Don’t Be So Quick to Go with Your Gut

Nobel Prize-winning psychologist Daniel Kahneman — along with Amos Tversky, his longtime collaborator who died in 1996 — changed the way the world thinks about economics, upending the notion that human beings are rational decision-makers. Along the way, his discipline-crossing influence has altered the way physicians make medical decisions, political scientists think through foreign policy and investors evaluate risk on Wall Street. It’s fair to say he’s changed the way many think about thinking itself.

Now, in a new article written with two co-authors, Kahneman could help influence the way senior executives approach decision-making. In a paper published Monday by the MIT Sloan Management Review, Kahneman and professors Dan Lovallo and Olivier Sibony outline a process for making big strategic decisions — things like whether to make an acquisition, launch a new category of products or invest in a start-up.

Their suggested approach, labeled with the wonky name “Mediating Assessments Protocol,” or MAP, has a simple goal: To put off gut-based decision-making until a choice can be informed by a number of separate factors.

“One of the essential purposes of MAP is basically to delay intuition,” Kahenman said in a recent interview with The Post and his co-author Sibony.
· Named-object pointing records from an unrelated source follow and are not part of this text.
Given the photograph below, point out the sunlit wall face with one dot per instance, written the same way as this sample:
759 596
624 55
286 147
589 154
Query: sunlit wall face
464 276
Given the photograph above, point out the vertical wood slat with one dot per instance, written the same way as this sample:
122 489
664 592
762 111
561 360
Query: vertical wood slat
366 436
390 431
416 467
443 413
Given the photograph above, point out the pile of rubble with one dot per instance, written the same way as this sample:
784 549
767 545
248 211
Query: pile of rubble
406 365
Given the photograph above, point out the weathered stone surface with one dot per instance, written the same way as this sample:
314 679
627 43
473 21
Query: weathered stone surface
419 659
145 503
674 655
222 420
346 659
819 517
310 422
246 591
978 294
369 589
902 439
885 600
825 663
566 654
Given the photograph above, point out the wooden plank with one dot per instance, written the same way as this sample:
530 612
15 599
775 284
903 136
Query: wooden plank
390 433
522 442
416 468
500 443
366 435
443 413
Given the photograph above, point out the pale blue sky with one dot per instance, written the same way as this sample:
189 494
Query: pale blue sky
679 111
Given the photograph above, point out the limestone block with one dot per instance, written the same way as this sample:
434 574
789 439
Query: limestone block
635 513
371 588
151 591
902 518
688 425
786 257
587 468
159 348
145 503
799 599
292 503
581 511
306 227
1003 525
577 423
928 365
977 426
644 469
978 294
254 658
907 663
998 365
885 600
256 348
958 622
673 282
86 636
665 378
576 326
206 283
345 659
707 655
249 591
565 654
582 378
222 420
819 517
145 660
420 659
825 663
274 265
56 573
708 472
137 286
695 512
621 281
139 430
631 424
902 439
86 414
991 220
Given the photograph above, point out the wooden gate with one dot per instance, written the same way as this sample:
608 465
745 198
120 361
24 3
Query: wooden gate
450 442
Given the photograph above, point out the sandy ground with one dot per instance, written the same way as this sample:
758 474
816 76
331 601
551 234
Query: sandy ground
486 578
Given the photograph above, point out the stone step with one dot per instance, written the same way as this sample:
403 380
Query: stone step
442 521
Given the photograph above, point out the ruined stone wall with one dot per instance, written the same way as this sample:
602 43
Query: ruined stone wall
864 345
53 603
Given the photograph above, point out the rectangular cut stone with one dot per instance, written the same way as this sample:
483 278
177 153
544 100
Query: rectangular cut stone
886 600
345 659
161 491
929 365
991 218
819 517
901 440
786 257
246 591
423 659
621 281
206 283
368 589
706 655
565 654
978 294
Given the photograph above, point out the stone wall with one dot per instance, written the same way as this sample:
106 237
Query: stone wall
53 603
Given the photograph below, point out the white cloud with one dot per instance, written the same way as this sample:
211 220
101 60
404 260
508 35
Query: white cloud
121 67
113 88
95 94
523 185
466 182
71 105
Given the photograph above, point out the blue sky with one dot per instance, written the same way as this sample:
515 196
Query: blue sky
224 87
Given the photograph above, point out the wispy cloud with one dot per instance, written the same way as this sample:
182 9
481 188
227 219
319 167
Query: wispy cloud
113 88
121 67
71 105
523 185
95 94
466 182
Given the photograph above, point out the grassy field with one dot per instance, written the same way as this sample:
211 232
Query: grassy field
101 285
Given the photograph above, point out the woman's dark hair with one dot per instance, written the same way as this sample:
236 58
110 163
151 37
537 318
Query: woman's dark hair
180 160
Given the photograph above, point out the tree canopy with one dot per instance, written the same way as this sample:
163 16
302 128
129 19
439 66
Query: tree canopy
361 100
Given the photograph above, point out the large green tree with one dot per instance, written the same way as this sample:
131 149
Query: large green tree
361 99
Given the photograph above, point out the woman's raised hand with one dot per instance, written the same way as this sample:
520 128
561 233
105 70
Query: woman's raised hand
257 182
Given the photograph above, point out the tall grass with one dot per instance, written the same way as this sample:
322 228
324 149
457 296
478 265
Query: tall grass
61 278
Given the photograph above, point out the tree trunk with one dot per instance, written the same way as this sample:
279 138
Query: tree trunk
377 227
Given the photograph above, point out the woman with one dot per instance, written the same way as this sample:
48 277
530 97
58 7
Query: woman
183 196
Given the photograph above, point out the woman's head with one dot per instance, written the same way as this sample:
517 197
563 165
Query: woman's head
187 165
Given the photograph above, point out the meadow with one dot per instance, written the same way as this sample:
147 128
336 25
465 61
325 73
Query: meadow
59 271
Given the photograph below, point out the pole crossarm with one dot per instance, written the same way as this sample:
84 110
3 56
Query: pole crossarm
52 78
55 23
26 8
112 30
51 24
The structured process calls for analyzing a decision based on six to seven previously chosen attributes, discussing each of them separately and assigning them a relative percentile score, and finally, using those scores to make a holistic judgment.

Kahneman said that while it may be common for teams of executives to make briefing books that are divided into topics or chapters for big decisions like an acquisition, it’s not as common to have a decision divided into subcomponents and each one evaluated independently.

“That, I think, is a departure from the way most important decisions are made, and that’s the unique element in MAP,” he said.

He compares it to thinking of big strategic decisions like job candidates.

“When you’re making an important decision, any option is like a candidate,” he said. “You should think of what are the essential dimensions that would make a difference between a good option and an option that should be rejected, and you should look at those dimensions one at a time.”

In addition to being a more disciplined approach to big strategic decisions, it may also help limit dreaded groupthink.

“By breaking up the process and making it fact-based, we’re doing as much as we can to inhibit groupthink,” Kahneman said. “Groupthink is as about the conclusion, [and with MAP] you’re trying not to get to the conclusion too early.”

Sibony, a former leader of McKinsey & Co.’s corporate strategy practice and now an affiliate professor at HEC Paris, said that while many companies have detailed processes in place for making lower-level decisions, ones made at the higher level can be subject to more gut-based instincts.